24th ECFC Poster P368: SEGREGATED CYSTIC FIBROSIS CLINICS : FIRST YEAR'S EXPERIENCE

P368: SEGREGATED CYSTIC FIBROSIS CLINICS : FIRST YEAR'S EXPERIENCE
EF Burrows, JJ Cottrell,
Royal Liverpool Children's Hospital, Alder Hey

There is growing awareness and concern regarding cross infection between CF patients in outpatient clinics. There is evidence that cross infection between CF patients can occur (Lancet 1996;348:639-642), that Pseudmonas aeruginosa (PA) can be eradicated if treated early (Ped Pulmonol 1997;23:330-335)and that colonisation with PA may be associated with decline in health status (Paediatric Pulmonol 1995;19:10-15). Our CF team is keen to minimise the risk of cross infection in our clinic.

Our aim was to provide segregated outpatient services for our 115 CF patients and to ensure that the quality of our service was not compromised with the change. We were responding to the growing concerns of our parents and patients, and we were attempting to provide a service in compliance with the CF Trust control of Infection Group recommendations. Given our resources and funding constraints we were unable to provide 2 clinics per week. We did not have the required outpatient department space , nor could we provide physiotherapy or dietetic input for a second weekly clinic. To proceed would mean that one group would receive sub-standard care. As approximately 30% of our patients are not colonised with PA we decided that every third clinic would be a Non-PA clinic. The clinic time and venue has not changed so confusion for families is minimised, and all members of the CF team are able to attend all clinics as usual.

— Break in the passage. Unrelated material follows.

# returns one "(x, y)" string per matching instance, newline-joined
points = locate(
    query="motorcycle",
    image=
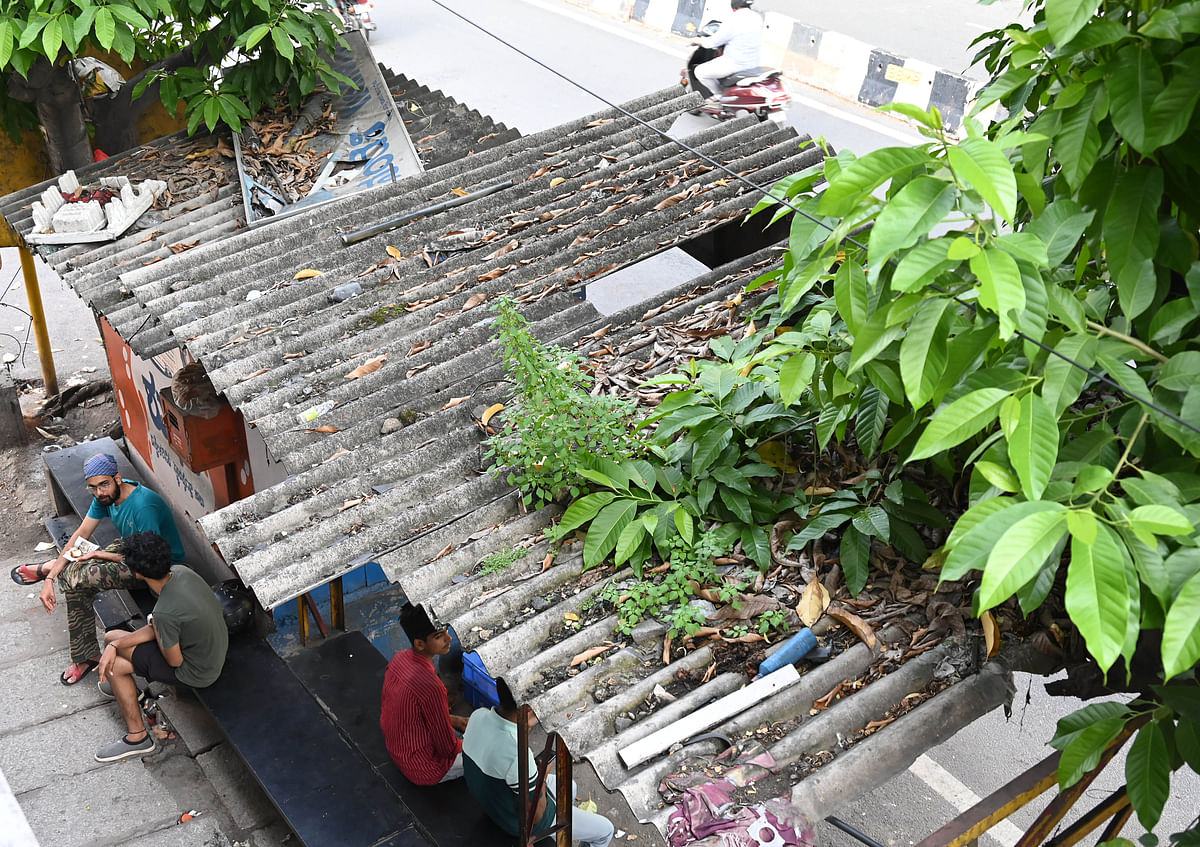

Patients with 'first growth' of PA continue to attend the Non-PA clinic but are seen at the end of the clinic. If they continue to grow PA despite eradication treatment - nebulised colomycin and oral ciprofloxacin and/or IV therapy- they move to the PA clinic and attend at the start of the clinic. In practice there is some movement between the clinics. The segregation is extended to other departments in the hospital, the patients no longer mix at their annual assessment visit, in x-ray, ultrasound, audiology or the medical day case unit., as all appointments are grouped according to microbiology.

Effective communication is essential when implementing change in our CF clinic. All families were given written information and this was discussed in clinic so that they were well informed. Parents are knowledgeable about the microbiology of their child's sputum, and quickly became familiar with the clinic system. There have been very few mistakes. As the new changes were reviewed we have implemented further inpatient segregation to provide separate facilities for 4 distinct groups ; those who are Non-PA, those with a sensitive PA, a resistant PA and those with B.cepacia or MRSA. All CF patients are nursed in single rooms. This clinic segregation policy is well accepted by the CF team and families.

We intend to review it and formally seek the opinion of families. For the future, areas of interest are acquisition of PA, further segregation for shared-care clinics and MRSA.